Возможно, Оливер заслуживал иного, чем сомнительное «хорошо», но я не была готова на большее. Слово «хорошо» стало моим компромиссом; в тот момент я не могла произнести ничего другого. Я начинала оценивать наши отношения по тому, насколько они полезны Стефани. Оливер заботился о Стефани, заваривал для Стефани чай и приносил ей посреди ночи мятное мороженое с шоколадом. Он был со Стефани терпеливым и любящим. А вот у Стефани редко возникало желание сделать Оливера счастливым. Покупка в «Бергдорфе» нового наряда, который ему понравится, едва ли можно назвать жертвой. Да, я готовлю ему обед, но мне нравится готовить — разве это считается? Возможно, единственный способ доказать мою любовь — это совершить поступок, который мне совсем не по душе. Вроде того, как я ходила в синагогу по настоянию родителей. Если я в воскресенье мучилась, не в состоянии вырваться на улицу и страдая оттого, что колготки щиплются, это доказывало мою любовь к Богу. Может быть, любовь именно такова: ты делаешь то, что тебе вовсе не нравится, чтобы осчастливить любимого человека. Вот так я сидела по воскресеньям на Лонг-Айленде с родителями Гэйба, вместо того, чтобы покупать себе купальники и любоваться на себя в безжалостном свете примерочных; и так я полюблю Оливера, словно воскресную школу, и пробегу этот ужасный кросс.
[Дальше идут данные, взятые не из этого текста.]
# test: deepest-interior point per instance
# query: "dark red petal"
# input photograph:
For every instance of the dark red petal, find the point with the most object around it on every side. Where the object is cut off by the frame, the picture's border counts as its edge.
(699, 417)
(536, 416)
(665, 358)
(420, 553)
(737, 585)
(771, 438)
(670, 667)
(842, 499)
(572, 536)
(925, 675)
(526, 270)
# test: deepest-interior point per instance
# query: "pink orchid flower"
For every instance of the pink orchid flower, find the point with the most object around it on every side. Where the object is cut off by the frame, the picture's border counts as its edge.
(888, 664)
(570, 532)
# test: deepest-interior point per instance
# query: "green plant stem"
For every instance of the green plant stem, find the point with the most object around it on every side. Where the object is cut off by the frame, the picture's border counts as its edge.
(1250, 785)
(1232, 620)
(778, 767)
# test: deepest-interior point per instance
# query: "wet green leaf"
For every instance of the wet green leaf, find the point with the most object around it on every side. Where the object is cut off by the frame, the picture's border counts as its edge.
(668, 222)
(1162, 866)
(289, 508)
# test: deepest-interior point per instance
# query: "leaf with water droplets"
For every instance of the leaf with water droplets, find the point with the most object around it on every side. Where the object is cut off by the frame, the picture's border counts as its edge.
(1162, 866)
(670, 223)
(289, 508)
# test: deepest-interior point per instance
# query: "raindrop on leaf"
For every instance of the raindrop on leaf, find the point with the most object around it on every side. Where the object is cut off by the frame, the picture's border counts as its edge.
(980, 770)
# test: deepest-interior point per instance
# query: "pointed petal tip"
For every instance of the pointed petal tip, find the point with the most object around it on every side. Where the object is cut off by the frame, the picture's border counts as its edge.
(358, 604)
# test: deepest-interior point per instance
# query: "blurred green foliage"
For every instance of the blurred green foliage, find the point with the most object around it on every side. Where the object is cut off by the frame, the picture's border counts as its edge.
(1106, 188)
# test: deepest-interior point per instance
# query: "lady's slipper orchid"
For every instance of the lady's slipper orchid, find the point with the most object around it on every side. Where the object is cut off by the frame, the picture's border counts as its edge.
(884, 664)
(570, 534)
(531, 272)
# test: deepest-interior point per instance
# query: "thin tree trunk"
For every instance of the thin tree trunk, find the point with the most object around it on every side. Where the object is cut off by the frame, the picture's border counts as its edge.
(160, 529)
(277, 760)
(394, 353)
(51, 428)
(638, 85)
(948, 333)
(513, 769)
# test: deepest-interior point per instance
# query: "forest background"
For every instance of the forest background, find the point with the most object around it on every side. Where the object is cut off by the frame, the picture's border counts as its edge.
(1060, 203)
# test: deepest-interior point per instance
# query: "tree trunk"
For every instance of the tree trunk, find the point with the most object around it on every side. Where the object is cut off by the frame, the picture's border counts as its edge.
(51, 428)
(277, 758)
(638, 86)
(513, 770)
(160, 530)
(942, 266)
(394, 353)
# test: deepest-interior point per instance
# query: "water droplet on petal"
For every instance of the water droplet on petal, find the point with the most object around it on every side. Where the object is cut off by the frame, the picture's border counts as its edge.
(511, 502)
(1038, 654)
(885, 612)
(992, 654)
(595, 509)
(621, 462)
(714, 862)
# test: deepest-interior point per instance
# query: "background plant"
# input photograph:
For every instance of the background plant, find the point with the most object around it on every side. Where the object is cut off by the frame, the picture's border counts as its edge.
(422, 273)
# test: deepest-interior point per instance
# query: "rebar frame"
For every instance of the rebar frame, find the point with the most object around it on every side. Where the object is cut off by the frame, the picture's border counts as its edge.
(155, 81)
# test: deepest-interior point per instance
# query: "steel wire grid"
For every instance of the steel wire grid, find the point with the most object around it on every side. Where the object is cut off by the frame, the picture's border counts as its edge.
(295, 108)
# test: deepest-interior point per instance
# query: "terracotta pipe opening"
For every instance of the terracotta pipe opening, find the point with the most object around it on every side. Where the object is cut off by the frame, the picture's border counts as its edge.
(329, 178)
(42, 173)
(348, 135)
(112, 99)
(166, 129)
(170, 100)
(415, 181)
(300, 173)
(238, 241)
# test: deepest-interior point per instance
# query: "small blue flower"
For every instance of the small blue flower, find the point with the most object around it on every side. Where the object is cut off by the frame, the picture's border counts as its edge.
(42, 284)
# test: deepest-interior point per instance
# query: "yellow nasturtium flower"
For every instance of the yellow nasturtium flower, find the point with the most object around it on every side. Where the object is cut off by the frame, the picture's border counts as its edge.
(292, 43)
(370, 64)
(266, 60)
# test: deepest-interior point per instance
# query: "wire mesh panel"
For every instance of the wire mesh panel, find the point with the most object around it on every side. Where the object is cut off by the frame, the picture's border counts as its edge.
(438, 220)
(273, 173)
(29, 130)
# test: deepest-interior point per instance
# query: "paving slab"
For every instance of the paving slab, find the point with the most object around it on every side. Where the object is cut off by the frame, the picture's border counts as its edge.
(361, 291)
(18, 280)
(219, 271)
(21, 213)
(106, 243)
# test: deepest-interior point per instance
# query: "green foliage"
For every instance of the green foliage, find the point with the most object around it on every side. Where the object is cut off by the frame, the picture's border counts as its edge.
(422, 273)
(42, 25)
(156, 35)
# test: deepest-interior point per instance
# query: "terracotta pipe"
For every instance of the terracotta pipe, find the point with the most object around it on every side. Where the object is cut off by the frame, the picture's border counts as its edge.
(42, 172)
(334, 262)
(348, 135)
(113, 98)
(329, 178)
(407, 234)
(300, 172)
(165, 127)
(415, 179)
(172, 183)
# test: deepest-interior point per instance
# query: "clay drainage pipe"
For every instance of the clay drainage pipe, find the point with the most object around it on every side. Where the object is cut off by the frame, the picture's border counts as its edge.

В день соревнований мы опаздывали на полчаса, — из-за того, что Оливер называл «непредвиденностями». Несмотря на заведенный будильник, заранее приготовленную одежду и составленные планы, со мной неизменно происходило нечто непредвиденное, и мы опаздывали. Иногда приходилось ждать, пока подзарядится мой телефон, иногда, уже спустившись на лифте, я вспоминала, что не налила в миску Линуса воды. В основном беда была в том, что я не умею рассчитывать время. Ежедневные ритуалы совершались автоматически. Мое тело делало все необходимое, не сосредотачиваясь на том, сколько времени занимает то или иное действие.

В то утро я завязывала шнурки, когда в животе у меня повело, и тело мое издало очень громкий звук. Не в том даже дело, что я слишком резко нагнулась. Просто случайное пуканье. В растерянности, граничащей с ужасом, я уставилась на Оливера, но тут же невольно улыбнулась. Меня аж согнуло от хохота, и я схватила его за рубашку, пытаясь извиниться.

— Моя малышка пустила ветры, — сказал он, обнимая меня. — Знаешь, Стефани, в отношениях двух людей подобная ерунда рано или поздно неизбежна. А ты, я смотрю, все делаешь с размахом, прямо-таки погружаешься с головой, правда, девочка? — Он был прав, но это наблюдение относилось не только к физиологии, но к жизни в целом.